Prima, nel 2016, l’annuncio di un investimento da 50 miliardi di dollari nella Trump Tower, poi quando il tycoon è stato rieletto alla Casa Bianca un’altra promessa di investire 100 miliardi negli Usa nei prossimi quattro anni. Un annuncio in grande stile, arrivato in maniera congiunta con Trump durante una conferenza stampa prima dell’inizio del secondo mandato del presidente Usa.

I PIANI DI SOFTBANK

Il quotidiano economico britannico evidenzia l’attuale importanza di SoftBank come “investitore straniero cruciale negli Stati Uniti”. Il colosso delle telecomunicazioni giapponese, infatti, ha deciso sia di aumentare la sua partecipazione in OpenAI sia di investire due miliardi di dollari in Intel. Una mossa che la rende ancora più intrecciata con gli Usa, considerando che Washington vuole salire al 10% in Intel.

Ma SoftBank sembra avere idee chiare quando si tratta del settore dei semiconduttori e dell’intelligenza artificiale. Già alcune settimane fa, l’azienda di Son aveva accresciuto le sue quote in Nvidia e Tsmc, tra le più grandi aziende di chip in tutto il mondo. Come riportato anche su queste pagine, nel primo trimestre del 2025 SoftBank è passata da una quota di 1 miliardo a quella di 3 miliardi di dollari nel capitale di Nvidia.
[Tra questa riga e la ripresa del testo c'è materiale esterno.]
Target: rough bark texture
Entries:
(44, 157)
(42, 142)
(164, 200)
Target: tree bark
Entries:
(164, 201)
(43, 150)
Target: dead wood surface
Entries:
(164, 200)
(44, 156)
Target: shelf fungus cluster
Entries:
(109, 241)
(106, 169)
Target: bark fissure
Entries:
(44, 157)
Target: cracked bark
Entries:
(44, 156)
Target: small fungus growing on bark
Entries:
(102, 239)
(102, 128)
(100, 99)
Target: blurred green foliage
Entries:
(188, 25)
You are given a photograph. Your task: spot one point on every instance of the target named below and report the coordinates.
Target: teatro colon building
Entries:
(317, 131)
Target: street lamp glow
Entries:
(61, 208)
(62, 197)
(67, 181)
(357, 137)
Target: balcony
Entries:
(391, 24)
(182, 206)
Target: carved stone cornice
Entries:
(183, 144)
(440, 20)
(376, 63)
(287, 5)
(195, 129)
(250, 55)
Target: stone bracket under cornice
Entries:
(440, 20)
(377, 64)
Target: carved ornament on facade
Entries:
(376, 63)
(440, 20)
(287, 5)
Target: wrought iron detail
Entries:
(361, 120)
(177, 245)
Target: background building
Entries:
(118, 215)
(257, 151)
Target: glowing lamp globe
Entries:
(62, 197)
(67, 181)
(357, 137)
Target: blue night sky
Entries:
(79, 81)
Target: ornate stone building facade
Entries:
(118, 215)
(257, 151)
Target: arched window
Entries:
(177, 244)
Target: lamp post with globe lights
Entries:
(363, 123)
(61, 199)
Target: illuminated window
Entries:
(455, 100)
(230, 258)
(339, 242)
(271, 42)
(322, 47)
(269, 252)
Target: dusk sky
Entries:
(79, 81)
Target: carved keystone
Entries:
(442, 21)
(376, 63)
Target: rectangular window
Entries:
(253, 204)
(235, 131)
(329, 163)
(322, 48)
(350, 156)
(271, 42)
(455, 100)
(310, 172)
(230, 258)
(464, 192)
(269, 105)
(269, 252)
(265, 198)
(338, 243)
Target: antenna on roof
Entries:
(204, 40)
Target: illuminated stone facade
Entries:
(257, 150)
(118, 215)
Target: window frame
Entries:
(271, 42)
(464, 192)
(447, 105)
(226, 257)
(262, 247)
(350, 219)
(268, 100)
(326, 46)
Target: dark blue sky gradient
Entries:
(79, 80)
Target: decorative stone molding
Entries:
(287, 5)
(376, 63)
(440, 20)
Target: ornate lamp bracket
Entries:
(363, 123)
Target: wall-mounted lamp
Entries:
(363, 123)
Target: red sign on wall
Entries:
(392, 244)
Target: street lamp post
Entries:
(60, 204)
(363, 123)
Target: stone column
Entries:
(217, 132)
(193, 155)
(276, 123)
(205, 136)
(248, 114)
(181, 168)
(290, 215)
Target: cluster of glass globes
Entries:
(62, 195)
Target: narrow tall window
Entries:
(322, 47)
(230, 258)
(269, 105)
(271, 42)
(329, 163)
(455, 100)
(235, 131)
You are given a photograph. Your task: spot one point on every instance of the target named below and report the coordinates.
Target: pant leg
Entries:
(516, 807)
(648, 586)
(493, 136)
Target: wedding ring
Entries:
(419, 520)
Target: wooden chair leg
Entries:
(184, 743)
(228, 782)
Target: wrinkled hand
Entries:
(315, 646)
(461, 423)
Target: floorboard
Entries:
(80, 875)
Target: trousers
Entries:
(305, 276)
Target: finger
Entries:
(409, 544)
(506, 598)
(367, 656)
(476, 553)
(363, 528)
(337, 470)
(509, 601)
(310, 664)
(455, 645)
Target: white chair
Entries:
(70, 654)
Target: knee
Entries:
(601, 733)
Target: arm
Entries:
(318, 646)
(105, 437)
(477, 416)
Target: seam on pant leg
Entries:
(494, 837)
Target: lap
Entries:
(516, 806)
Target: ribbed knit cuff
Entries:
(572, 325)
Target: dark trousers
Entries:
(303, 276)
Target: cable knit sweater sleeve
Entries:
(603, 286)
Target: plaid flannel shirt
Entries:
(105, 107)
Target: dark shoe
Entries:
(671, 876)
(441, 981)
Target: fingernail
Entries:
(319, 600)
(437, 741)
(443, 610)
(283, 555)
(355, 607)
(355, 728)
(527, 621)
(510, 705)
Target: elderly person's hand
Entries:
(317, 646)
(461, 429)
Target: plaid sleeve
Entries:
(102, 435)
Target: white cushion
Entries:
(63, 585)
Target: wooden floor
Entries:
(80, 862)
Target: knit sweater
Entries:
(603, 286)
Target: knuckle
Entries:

Mentre ha acquistato azioni della compagnia di Taiwan, Tsmc, per 330 milioni di dollari.

In tutto ciò, SoftBank nell’ultimo anno ha visto salire il prezzo delle sue azioni di più del 60%. Una crescita derivante soprattutto dallo sviluppo di Arm, un’azienda britannica di progettazione di semiconduttori che il colosso giapponese controlla per il 90%.

IL LEGAME TRA TRUMP E SON

“Masayoshi investirebbe in questo modo negli Usa se Trump non ci fosse?” si chiede il Financial Times. “Direi che per lo più accadrebbe comunque. Masa vede l’opportunità di investire in uno dei più grandi operatori infrastrutturali e di consumo al mondo, OpenAI, e l’opportunità di investire in un’infrastruttura chiave per i chip negli Stati Uniti. Tutto ciò è coerente con la sua strategia”, ha risposto David Gibson, analista di Mst Financial.

Secondo David Boling, ex funzionario commerciale statunitense e direttore del Commercio con Giappone e Asia dell’Eurasia Group a Washington, “SoftBank ha in un certo senso preso la decisione di puntare sugli Stati Uniti, non sulla Cina”, scrive il Ft. Ma il legame che si sta creando negli ultimi mesi tra Trump e Son comincia ad attirare dubbi o preoccupazioni, sia tra gli investitori giapponesi sia per i diplomatici di Tokyo. “Il dilemma – afferma Kuihiko Miyake, ex diplomatico e visiting professor presso l’università Ritsumeikan di Kyoto, sempre sul quotidiano britannico – è che se Son non è vicino a Trump non è utilizzabile. Ma se è troppo vicino, è pericoloso”.